Emily set down her cup, then braced one hand on Keeper’s shoulder to get up out of her chair.

She mustered her breath and said, “I believe I’ll . . . do some sewing in the . . . parlor.”

She was bleakly pleased to see that her father and sisters had learned not to offer to help her. She traversed the hall and rounded the parlor doorway, and after two stumbling steps slumped onto the couch, panting rapidly. Charlotte joined her a few minutes later and sat at the table; she busied herself with writing a letter, but often cast furtive, anxious glances at Emily.

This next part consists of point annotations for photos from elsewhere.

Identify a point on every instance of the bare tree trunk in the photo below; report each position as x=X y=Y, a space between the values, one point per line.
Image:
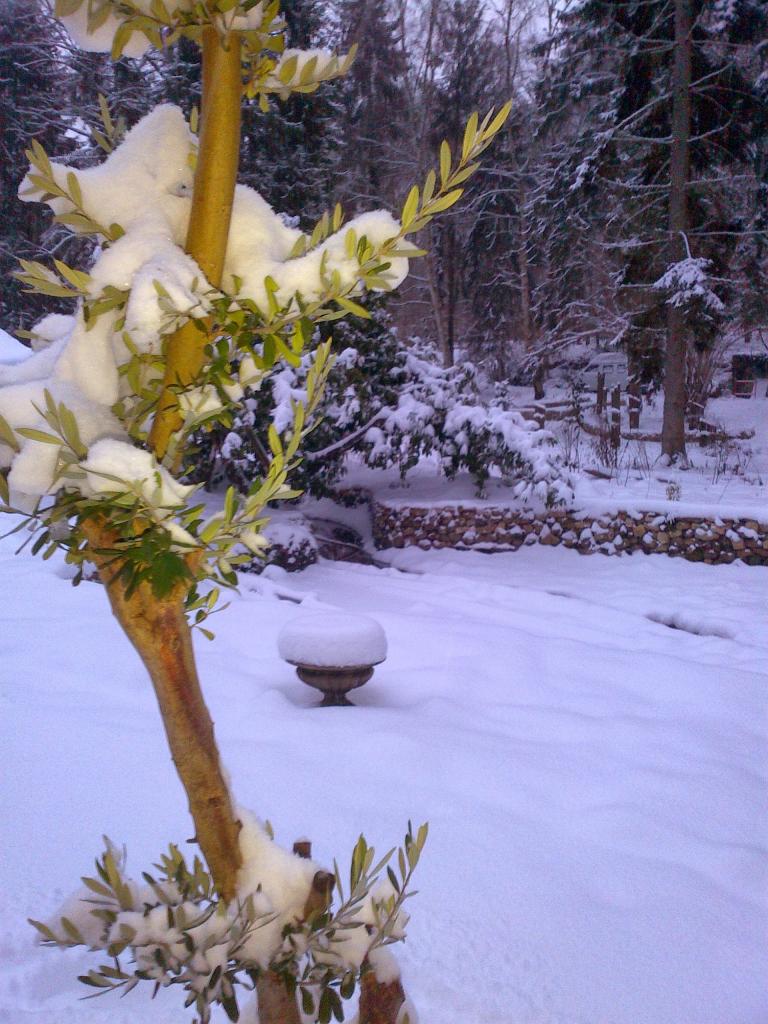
x=215 y=177
x=434 y=297
x=380 y=1001
x=159 y=631
x=157 y=627
x=522 y=268
x=673 y=426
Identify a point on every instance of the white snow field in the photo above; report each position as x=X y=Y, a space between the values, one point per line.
x=595 y=779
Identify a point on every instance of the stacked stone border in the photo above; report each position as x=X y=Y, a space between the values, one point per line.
x=713 y=541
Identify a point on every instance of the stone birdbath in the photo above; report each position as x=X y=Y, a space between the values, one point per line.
x=333 y=651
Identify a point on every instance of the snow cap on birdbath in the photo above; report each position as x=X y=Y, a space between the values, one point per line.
x=333 y=651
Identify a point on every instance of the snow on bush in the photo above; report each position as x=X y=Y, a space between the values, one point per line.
x=176 y=931
x=409 y=408
x=90 y=384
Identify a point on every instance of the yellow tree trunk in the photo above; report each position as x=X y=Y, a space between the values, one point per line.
x=158 y=628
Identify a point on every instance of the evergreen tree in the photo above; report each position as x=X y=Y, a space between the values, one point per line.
x=611 y=88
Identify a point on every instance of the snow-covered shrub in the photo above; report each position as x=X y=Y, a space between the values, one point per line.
x=391 y=403
x=199 y=292
x=173 y=929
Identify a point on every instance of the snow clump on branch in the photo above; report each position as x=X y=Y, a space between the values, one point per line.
x=140 y=289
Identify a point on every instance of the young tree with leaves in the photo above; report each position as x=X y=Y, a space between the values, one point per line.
x=198 y=291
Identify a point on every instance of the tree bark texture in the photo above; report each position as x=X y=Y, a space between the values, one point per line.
x=159 y=631
x=380 y=1001
x=673 y=425
x=158 y=627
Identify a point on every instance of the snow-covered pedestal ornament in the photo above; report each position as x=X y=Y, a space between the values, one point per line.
x=333 y=651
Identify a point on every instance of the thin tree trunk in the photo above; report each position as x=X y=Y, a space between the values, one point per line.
x=673 y=425
x=380 y=1001
x=522 y=268
x=158 y=627
x=159 y=631
x=215 y=177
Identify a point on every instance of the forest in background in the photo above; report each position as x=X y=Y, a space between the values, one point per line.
x=626 y=204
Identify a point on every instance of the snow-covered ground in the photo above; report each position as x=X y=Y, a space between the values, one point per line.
x=595 y=780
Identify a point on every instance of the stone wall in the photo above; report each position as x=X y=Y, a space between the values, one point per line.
x=497 y=528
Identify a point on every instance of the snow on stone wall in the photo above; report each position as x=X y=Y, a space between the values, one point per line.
x=495 y=528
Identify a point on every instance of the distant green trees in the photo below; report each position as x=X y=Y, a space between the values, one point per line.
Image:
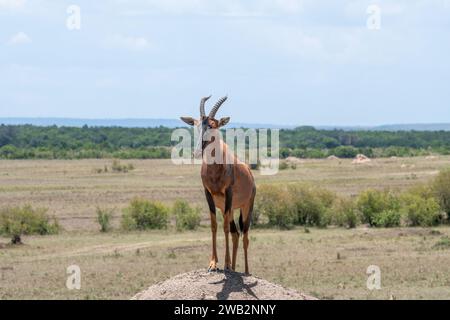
x=52 y=142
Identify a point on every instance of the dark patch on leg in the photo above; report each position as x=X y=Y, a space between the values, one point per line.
x=210 y=200
x=233 y=228
x=241 y=222
x=228 y=200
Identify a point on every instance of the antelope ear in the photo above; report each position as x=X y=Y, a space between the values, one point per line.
x=189 y=120
x=224 y=121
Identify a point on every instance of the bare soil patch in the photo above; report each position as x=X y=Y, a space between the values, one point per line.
x=220 y=285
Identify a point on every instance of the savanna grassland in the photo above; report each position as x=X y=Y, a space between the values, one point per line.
x=326 y=263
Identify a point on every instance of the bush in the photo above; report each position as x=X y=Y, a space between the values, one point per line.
x=387 y=218
x=104 y=217
x=311 y=206
x=376 y=205
x=421 y=211
x=143 y=214
x=441 y=189
x=18 y=221
x=118 y=167
x=187 y=218
x=274 y=203
x=345 y=213
x=345 y=152
x=283 y=165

Emily soon dropped her sewing and slept, fitfully. She dreamed that she was lost and dying among uncaring strangers, but when she awoke some hours later she found that Charlotte had ventured out into the wind and snow and found a sprig of heather to bring to her; it was now thawed after having been frozen, but its purple color was still visible. Emily thanked her sincerely and lay back on the couch, grateful to be dying in her own home, with her father and sisters close by.

“Say I may send for the doctor!” Charlotte pleaded.

Emily smiled at her. “Yes,” she whispered, for it was far, far too late now. “Only wait a few minutes.”

Even speaking that much had made her dizzy, and she wasn’t sure if she were lying down or sitting propped against the arm of the couch.

She reached down to touch Keeper’s head, and as she stroked his ears she felt a warm canine tongue lick her hand. Puzzled, she tilted her head to look down, and saw two bullmastiffs beside the couch—standing beside Keeper, entirely solid, she recognized the ghost Keeper.

She looked up and saw that a young woman was standing in the doorway—she was slim and dark-haired and smiling, wearing an unseasonably light linen dress. Though Emily had last seen the woman as an eleven-year-old girl, she recognized her.

Emily whispered, “Maria!” and stood up, her exhaustion and illness forgotten. She walked quickly to the doorway and took Maria’s warm outstretched hand. Beyond Maria the front door was open, and through it Emily saw green trees and grass bending in a breeze.

Branwell, Elizabeth? Their mother?

She took a step forward beside her eldest sister, but paused and looked back. Her father and Anne and Charlotte didn’t look toward her. The wasted body that had been her own was slumped on the couch, with Keeper standing alongside, pawing at the limply dangling hand.

“Keeper,” she whispered, and her dog turned his great head and looked directly at her. “Stay,” she said, “for now.”

Keeper’s mournful gaze shifted from her to Maria and their grandfather’s dog, and back, and for a moment his tail wagged hesitantly before he turned again to the body on the couch.

Still holding Maria’s hand, with the dog trotting alongside, Emily Brontë walked gladly forward through the open doorway.